Family Research Council Calls on Supporters to Help Raise $2.5M

Prominent conservative group Family Research Council is looking to raise $2.5 million by Sept. 30 to meet its fiscal-year budget.

The Washington-based organization made clear to note that it is "financially stable" but reported that its budget "is stretched thin" as a result of recent efforts including the health care reform battle.

"We spent at least $1 million in unbudgeted funds to shape the health care debate, slow down its progress, expose some of its more unethical features, turn public opinion against it, and set the stage for its repeal," reported FRC President Tony Perkins in an e-mail to supporters Monday.

In addition, the pro-family leader added, FRC had to make unbudgeted expenditures on other critical issues, including educating Congress and the American public about the negative consequences of repealing "Don't Ask, Don't Tell," repealing the Defense of Marriage Act (DOMA), and passing the Employment Non-Discrimination Act (ENDA).

"We must close our budget year in the black because the next huge policy challenges are nearly upon us," Perkins reported.

With polls currently suggesting that Democrats will lose their majorities in Congress, FRC expects anti-family and anti-faith efforts to be made through the "lame-duck" session.

Sen. Harry Reid (D-Nev.), the group noted, has already laid out an aggressive legislative agenda that would start on Nov. 15. Reid, Perkins claimed, aims to take up everything from tax cuts to "so-called clean energy bills and every ultra-Left social issue in between."
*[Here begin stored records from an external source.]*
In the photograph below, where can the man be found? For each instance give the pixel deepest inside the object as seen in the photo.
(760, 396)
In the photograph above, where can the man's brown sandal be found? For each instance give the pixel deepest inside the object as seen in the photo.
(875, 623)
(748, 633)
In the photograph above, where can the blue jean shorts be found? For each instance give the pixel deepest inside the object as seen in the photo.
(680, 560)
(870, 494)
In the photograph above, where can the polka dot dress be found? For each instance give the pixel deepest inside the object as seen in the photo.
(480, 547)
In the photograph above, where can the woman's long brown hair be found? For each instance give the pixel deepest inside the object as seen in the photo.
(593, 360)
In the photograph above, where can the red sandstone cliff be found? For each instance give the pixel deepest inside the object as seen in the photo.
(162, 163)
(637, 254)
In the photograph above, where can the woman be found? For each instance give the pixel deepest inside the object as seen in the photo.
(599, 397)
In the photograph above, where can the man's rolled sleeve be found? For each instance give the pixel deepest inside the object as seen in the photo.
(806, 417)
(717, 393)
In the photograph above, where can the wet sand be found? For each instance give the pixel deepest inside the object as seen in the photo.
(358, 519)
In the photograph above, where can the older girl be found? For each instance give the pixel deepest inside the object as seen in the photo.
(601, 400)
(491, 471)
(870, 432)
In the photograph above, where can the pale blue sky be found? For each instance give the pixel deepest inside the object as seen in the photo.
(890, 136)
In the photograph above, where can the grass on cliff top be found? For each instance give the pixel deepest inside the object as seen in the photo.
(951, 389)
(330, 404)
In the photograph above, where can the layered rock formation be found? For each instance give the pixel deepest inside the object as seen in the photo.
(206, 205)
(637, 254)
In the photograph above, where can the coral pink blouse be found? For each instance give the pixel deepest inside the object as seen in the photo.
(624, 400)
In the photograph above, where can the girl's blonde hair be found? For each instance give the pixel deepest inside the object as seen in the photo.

"FRC must be ready to meet with Congressmen and mobilize grassroots opposition to any liberal post-election strategy," Perkins reported.

In the first three months of FRC's next fiscal year, the pro-family group could spend much of its annual non-personnel budget for battles including the one over marriage following this month's decision by federal judge Vaughn Walker.

 Walker, the chief judge of the U.S. District Court for the Northern District of California, had ruled earlier this month that people of the same sex have the right to marry and that the decision of the majority to define marriage as the union between a man and a woman – as California's Proposition 8 had done – violates that right.

Walker's ruling has set up a potentially far-reaching case for the U.S. Supreme Court, but before getting to the high court, it must go through the 9th U.S. Circuit Court of Appeals, the most notoriously liberal appeals court in the nation.

"No matter how difficult the challenges, you and I must not stop standing for truth – for faith, family, and freedom," Perkins encouraged supporters. "We must not surrender or retreat. We must not quit."

Based in Washington, the non-profit FRC works to advance faith, family and freedom in public policy and public opinion. The organization promotes these values through policy research, public education on Capitol Hill and in the media, and grassroots mobilization.

It also reaches out to pastors to equip churches in the effort to transform the culture.

FRC says it promotes the Judeo-Christian worldview as the basis for a just, free, and stable society.